The Territorialism in UX
I am honestly getting more than a little weary of the constant territorialism in our industry. It is perhaps a natural consequence of a relatively new discipline still trying to find its footing, and define its role and identity, but I wonder how meaningful it really is, and how much of it is just a distracting knee-jerk reaction.
As UX work becomes more prevalent and more commonplace, we see practitioners defensively narrowing their positions, and fragmenting their responsibilities – presumably to protect themselves against feared incursions from other disciplines, or perhaps in desperate attempts to appear more relevant. This results in a proliferation of increasingly niche responsibilities and skillsets, and it does not seem productive.
Fundamentally, these things are all interconnected. There is no reason to incessantly try to define and own little fiefs within the larger domain – it just reduces and limits us as UX practitioners.
Don’t get me wrong, specialization can be a good thing, but it doesn’t have to mean a conscious narrowing of scope. You can focus on something without losing sight of the broader context. Specialized expertise comes naturally with experience, and if you narrow your perspectives prematurely, you may actually end up strangling your understanding of the discipline, and reduce your grasp of the bigger picture. In essence, you’d be digging yourself a hole that might be difficult to climb out of.

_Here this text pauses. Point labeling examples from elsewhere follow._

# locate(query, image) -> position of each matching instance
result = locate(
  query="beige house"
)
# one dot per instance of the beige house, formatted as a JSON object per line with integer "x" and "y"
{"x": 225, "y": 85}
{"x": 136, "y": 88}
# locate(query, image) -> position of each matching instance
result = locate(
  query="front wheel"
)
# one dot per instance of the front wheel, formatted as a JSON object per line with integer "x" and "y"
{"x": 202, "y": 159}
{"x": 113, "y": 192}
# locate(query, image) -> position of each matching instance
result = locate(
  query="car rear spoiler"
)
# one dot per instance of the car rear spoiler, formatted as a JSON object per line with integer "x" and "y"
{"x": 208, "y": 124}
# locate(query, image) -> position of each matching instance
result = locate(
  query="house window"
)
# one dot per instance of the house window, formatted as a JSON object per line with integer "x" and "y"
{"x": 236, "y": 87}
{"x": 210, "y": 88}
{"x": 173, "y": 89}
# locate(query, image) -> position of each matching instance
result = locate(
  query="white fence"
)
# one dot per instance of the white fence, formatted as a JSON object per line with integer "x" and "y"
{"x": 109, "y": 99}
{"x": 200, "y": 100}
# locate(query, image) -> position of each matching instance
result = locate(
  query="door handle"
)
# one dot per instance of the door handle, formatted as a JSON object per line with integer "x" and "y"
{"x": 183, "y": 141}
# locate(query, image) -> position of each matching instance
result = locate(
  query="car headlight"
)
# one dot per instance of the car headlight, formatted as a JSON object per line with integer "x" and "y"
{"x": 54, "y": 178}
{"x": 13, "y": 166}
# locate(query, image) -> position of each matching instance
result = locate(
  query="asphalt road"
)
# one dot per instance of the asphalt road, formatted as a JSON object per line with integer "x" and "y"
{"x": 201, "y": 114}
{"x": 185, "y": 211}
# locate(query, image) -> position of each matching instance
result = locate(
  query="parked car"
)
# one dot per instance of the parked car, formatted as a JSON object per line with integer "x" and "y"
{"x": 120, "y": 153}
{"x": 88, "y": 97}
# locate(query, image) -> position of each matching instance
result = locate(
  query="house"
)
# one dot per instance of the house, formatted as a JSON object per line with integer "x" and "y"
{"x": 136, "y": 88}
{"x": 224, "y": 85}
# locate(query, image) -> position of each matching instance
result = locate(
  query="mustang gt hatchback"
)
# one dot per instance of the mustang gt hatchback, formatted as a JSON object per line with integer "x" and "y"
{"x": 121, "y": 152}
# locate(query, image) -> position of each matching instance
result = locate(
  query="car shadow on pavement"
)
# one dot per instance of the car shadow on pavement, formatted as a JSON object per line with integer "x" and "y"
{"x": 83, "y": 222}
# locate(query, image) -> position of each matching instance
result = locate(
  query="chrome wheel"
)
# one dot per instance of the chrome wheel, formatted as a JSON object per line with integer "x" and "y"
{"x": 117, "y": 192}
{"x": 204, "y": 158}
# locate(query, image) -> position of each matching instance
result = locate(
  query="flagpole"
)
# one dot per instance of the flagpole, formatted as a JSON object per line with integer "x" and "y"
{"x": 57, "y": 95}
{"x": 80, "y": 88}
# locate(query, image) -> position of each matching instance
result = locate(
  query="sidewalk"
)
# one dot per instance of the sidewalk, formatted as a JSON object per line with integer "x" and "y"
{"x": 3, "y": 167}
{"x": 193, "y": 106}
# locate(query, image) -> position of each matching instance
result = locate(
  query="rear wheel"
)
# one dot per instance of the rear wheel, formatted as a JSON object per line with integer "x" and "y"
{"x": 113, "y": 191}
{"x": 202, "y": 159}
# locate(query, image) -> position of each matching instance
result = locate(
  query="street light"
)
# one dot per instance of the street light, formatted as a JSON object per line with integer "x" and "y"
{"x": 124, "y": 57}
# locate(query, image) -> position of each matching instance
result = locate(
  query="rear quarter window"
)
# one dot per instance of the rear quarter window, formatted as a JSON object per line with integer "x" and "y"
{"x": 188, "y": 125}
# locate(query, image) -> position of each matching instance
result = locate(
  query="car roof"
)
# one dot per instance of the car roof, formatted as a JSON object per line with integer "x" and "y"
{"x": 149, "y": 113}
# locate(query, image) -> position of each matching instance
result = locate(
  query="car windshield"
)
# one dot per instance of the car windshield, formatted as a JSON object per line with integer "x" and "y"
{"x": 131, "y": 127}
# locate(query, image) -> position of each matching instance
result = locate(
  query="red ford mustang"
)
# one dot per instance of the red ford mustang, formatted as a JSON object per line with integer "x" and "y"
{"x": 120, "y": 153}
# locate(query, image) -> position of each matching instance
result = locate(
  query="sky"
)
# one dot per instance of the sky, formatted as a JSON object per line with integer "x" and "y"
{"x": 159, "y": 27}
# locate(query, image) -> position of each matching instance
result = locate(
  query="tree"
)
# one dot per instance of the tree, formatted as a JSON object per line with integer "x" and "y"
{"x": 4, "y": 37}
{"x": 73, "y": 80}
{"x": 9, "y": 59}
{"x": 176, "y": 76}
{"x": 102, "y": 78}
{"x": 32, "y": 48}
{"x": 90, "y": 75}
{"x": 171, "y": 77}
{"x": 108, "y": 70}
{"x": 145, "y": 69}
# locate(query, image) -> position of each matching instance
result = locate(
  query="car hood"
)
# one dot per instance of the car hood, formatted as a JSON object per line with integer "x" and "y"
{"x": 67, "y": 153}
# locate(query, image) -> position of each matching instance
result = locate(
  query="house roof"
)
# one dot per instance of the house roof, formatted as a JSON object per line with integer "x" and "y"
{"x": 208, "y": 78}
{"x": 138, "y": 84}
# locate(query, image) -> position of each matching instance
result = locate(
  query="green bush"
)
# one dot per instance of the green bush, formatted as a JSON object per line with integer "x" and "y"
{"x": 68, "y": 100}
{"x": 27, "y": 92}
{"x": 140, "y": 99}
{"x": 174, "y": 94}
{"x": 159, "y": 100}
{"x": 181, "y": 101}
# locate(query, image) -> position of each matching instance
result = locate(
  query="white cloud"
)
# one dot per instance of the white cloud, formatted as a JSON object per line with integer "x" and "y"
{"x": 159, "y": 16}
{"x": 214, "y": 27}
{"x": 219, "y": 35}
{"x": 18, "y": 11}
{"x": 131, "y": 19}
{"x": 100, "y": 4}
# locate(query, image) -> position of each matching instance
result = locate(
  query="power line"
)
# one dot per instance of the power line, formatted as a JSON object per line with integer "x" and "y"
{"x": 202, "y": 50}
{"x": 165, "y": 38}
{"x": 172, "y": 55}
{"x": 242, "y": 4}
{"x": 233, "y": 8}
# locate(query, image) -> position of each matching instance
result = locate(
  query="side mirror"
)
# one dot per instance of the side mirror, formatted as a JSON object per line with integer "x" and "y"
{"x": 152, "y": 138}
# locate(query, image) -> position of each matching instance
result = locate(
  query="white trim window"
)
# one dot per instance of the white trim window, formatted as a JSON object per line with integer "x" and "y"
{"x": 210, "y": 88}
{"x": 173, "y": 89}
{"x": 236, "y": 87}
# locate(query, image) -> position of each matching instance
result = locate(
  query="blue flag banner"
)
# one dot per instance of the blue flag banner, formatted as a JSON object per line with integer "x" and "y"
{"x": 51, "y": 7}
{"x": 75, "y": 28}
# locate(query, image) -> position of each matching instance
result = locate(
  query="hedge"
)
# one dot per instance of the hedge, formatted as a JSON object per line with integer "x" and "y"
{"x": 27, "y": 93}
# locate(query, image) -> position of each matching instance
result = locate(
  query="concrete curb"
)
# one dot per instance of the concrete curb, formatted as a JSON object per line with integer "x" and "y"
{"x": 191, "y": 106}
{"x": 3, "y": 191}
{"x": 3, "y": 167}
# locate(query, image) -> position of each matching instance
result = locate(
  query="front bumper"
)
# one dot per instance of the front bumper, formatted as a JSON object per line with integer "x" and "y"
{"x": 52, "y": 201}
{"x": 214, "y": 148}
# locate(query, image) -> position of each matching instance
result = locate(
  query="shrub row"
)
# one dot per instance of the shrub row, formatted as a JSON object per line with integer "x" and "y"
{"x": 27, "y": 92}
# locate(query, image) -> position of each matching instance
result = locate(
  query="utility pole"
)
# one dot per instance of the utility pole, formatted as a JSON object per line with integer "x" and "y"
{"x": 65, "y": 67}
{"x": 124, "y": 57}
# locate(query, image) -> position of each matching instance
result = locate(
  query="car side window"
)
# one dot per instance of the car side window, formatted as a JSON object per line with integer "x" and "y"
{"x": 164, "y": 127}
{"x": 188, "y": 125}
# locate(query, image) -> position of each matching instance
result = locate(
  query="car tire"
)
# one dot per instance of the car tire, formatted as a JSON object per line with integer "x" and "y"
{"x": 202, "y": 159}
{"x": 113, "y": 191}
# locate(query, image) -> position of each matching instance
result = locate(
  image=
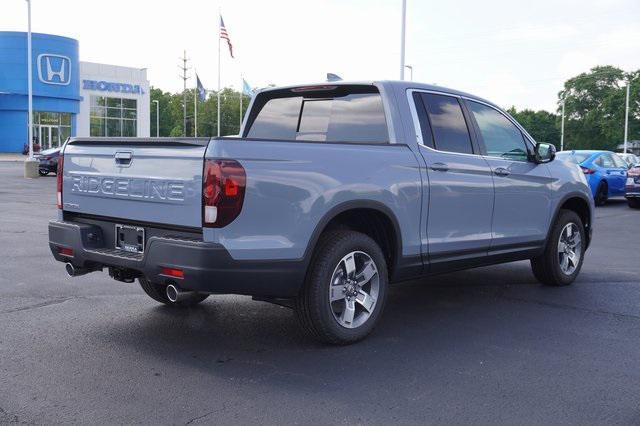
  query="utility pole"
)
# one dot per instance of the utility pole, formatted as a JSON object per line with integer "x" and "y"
{"x": 562, "y": 129}
{"x": 626, "y": 117}
{"x": 184, "y": 78}
{"x": 402, "y": 37}
{"x": 31, "y": 164}
{"x": 157, "y": 102}
{"x": 410, "y": 68}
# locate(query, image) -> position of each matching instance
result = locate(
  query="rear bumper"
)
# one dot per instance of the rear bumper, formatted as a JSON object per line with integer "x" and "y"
{"x": 206, "y": 267}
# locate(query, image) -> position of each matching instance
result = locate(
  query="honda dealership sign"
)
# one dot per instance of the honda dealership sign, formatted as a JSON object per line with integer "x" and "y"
{"x": 54, "y": 69}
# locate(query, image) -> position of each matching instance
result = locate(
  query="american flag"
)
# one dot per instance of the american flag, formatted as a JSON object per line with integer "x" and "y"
{"x": 224, "y": 35}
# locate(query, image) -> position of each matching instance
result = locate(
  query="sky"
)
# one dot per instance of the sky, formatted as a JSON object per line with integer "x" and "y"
{"x": 511, "y": 52}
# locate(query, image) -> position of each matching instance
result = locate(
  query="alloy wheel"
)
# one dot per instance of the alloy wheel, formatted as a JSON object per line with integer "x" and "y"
{"x": 569, "y": 248}
{"x": 354, "y": 289}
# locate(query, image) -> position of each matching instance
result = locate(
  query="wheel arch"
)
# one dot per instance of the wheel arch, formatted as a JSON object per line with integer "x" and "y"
{"x": 374, "y": 219}
{"x": 579, "y": 204}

UI doesn’t exist in a vacuum – in fact, it could be argued that this is the very reason for why the distinction of the term ”UX” was created in the first place, and why ”CX” even exists.
UX may not be synonymous with CX, but a UX designer will only stand to lose from being separated from the broader consumer context.
UI may not be synonymous with UX, but it is definitely part of it, and isolating it just means the discipline loses some of its cohesion.
UI may not be synonymous with graphic design, but pretending they are unrelated simply weakens the relevance of the discipline. UI used to be called GUI, the ”G” representing the graphic (abstract, visual) nature of interfaces. You really cannot divorce graphic design from UI; the former is the foundation for the latter. A UI designer really needs to understand typography, color, value, proportions, composition, texture, contrasts, etc etc. Yes, they do need to understand more than that, but those are the basics.
You don’t automatically become a good UI designer by being a good graphic designer, but if you don’t know the basics, you’ll be neither.
At this point, it seems to me, we need to be building bridges between the different disciplines, as opposed to creating islands.